Diakon Sebastian Makuch: – Dowiedziałem się od księży, że jestem spostrzegawczy i bystry. Radzili mi, żebym był dobry dla ludzi i szanował ich.

Diakon Sebastian Tomaszewski: – Dużo rozmawiałem z księdzem proboszczem o kapłaństwie. Przyznał on, że współczesny świat potrzebuje wiernych, prawdomównych kapłanów. Kapłanów, którzy będą garnęli się do ludzi, kapłanów otwartych na problemy ludzi.

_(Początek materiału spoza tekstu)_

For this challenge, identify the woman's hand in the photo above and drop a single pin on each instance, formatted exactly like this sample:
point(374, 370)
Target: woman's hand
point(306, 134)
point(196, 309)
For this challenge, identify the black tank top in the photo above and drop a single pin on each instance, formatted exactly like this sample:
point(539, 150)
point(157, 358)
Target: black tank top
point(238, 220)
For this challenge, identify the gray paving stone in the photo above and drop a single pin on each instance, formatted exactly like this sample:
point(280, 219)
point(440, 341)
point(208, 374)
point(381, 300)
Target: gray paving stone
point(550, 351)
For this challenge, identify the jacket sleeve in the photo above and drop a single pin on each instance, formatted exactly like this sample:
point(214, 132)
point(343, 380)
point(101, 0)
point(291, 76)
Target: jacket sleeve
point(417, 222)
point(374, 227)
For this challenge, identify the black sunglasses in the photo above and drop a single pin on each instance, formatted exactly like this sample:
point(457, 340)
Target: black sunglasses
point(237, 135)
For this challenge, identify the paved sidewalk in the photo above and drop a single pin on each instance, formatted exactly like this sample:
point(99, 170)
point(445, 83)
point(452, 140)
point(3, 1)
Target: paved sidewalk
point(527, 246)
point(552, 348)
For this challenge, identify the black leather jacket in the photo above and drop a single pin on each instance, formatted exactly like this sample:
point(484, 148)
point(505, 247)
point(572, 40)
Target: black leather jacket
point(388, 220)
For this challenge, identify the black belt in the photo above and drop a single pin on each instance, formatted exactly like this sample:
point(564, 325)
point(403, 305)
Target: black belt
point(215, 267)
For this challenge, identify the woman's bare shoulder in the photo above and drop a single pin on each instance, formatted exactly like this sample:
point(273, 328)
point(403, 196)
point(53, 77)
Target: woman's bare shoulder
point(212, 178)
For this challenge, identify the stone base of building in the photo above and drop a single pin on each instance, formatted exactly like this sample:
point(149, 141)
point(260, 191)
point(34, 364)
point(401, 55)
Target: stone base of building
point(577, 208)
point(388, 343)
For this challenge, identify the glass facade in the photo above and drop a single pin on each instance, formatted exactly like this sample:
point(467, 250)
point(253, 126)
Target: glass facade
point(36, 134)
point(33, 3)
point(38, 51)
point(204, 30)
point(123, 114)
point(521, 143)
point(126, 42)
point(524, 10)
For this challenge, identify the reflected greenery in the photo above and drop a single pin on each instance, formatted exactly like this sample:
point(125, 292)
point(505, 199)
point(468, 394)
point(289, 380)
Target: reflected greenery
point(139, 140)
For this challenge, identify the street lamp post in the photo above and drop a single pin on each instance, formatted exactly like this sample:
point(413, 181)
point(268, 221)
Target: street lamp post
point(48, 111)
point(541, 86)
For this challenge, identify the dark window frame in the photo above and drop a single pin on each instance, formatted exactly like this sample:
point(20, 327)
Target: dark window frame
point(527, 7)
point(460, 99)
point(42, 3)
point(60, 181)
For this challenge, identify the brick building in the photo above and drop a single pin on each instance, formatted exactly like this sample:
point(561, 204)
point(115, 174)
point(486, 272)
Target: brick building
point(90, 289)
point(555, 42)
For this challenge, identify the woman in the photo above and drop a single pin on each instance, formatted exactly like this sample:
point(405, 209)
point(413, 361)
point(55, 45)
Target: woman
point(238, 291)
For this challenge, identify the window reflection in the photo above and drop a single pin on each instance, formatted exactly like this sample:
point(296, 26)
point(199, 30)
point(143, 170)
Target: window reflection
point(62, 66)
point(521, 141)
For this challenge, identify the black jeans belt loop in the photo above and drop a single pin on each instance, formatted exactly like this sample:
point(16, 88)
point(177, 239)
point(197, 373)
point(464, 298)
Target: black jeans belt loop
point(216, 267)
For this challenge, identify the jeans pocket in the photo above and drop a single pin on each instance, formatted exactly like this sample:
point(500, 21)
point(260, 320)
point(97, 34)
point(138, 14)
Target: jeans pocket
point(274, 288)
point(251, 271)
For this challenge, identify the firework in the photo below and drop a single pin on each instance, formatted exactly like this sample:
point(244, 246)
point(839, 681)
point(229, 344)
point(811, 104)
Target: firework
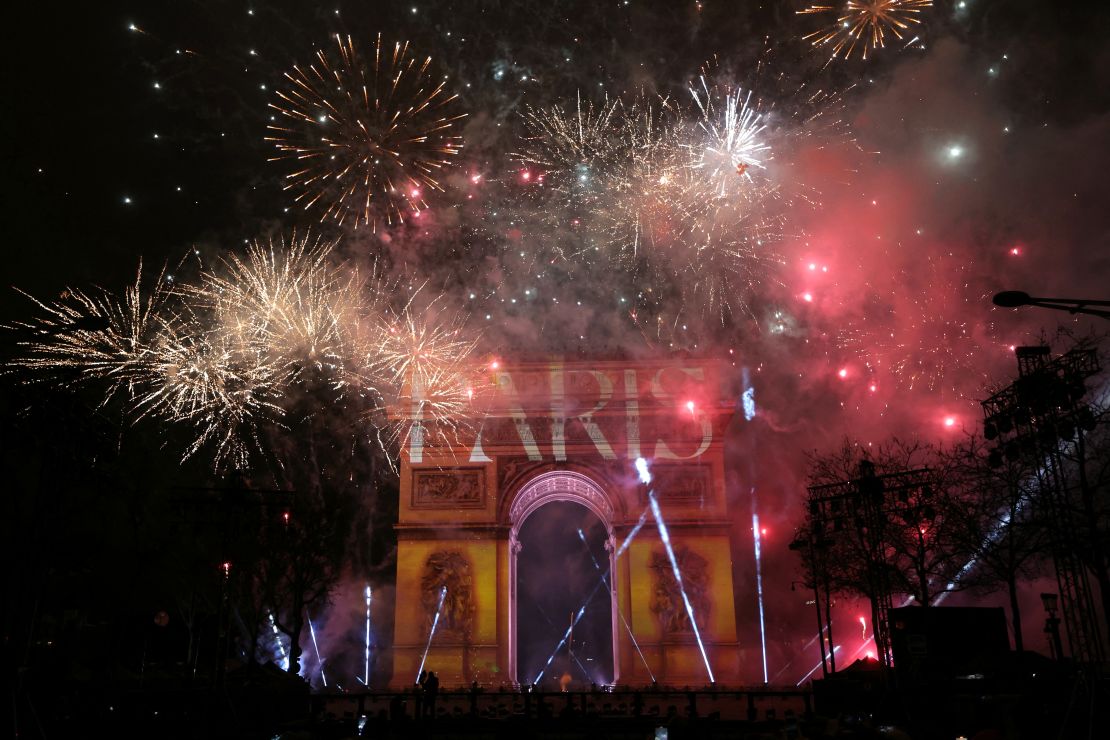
point(424, 360)
point(366, 138)
point(733, 147)
point(930, 342)
point(288, 303)
point(226, 355)
point(210, 381)
point(94, 335)
point(866, 24)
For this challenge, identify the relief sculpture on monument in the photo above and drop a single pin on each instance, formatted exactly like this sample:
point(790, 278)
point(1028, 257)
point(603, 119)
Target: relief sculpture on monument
point(452, 569)
point(667, 597)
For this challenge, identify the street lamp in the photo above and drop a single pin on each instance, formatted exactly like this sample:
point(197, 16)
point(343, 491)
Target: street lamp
point(1052, 624)
point(1017, 298)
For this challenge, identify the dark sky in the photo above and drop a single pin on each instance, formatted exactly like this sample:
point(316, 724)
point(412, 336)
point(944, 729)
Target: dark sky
point(125, 144)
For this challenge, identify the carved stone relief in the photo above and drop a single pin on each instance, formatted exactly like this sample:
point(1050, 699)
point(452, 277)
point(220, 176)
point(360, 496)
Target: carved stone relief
point(452, 569)
point(667, 597)
point(682, 484)
point(448, 488)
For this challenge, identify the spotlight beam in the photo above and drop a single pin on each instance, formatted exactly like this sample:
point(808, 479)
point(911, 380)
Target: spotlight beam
point(365, 670)
point(582, 610)
point(435, 622)
point(665, 536)
point(619, 614)
point(312, 631)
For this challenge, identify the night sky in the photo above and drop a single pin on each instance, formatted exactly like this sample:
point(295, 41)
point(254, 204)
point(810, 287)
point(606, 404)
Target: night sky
point(970, 161)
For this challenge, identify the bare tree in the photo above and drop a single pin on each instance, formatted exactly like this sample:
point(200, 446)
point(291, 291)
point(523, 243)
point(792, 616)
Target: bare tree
point(997, 521)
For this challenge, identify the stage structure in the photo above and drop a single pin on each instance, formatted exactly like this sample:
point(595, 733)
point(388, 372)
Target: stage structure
point(567, 432)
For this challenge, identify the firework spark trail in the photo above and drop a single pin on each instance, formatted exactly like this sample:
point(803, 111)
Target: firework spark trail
point(431, 635)
point(865, 23)
point(278, 639)
point(582, 610)
point(655, 186)
point(624, 621)
point(94, 335)
point(733, 143)
point(665, 536)
point(366, 138)
point(365, 671)
point(315, 646)
point(928, 344)
point(551, 624)
point(814, 669)
point(424, 360)
point(758, 554)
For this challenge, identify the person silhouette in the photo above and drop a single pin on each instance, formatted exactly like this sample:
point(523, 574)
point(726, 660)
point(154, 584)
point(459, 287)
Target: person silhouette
point(431, 690)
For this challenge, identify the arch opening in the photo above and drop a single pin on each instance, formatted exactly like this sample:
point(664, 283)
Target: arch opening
point(558, 571)
point(558, 577)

A kiedy słuchałem świeckich, np. pani Weroniki, okazywało się, że tak jest. On mówiła mi: „Dzisiejszy świat potrzebuje kapłanów ludzkich, wrażliwych, otwartych na drugiego człowieka”.

Diakon Arkadiusz Harbar: – Ksiądz musi być wrażliwy, musi mieć czas dla ludzi, być normalny, mieć dla nich dobre słowo. Szczery uśmiech, serdeczność i życzliwość sprawiają, że wiarę można przekazać świadectwem życia. Ksiądz w Bielawie powtarzał, żebym związał się mocno z ołtarzem, bo parafie będą różne, ludzie będą różni, wydarzenia będą się zmieniały, a ołtarz i ofiara będą jedne i te same. Zawsze.

Diakon Jerzy Kozłowski: – Od ks. prał. Antoniego Kopacza słyszałem wiele razy: „Staraj się robić to, co kapłan powinien robić. Pamiętaj o swojej tożsamości: kim jesteś i do czego zostałeś powołany”. Diakon Wiktor Bednarczyk: – Krótko: co nas nie zabije, to nas wzmocni.

Diakon Mirosław Benedyk: – Na pewno już wiem, że cechy osobowości, które posiadam od zawsze: otwartość, sumienność, poczucie humoru, pomagają mi lepiej służyć ludziom. Co jeszcze? Kapłan jest jak lekarz czy strażak, zawsze gotowy do działania, niezależnie od czasu i okoliczności. Stąd czymś oczywistym wydaje się dostępność księdza nie tylko w godzinach urzędowania kancelarii parafialnej.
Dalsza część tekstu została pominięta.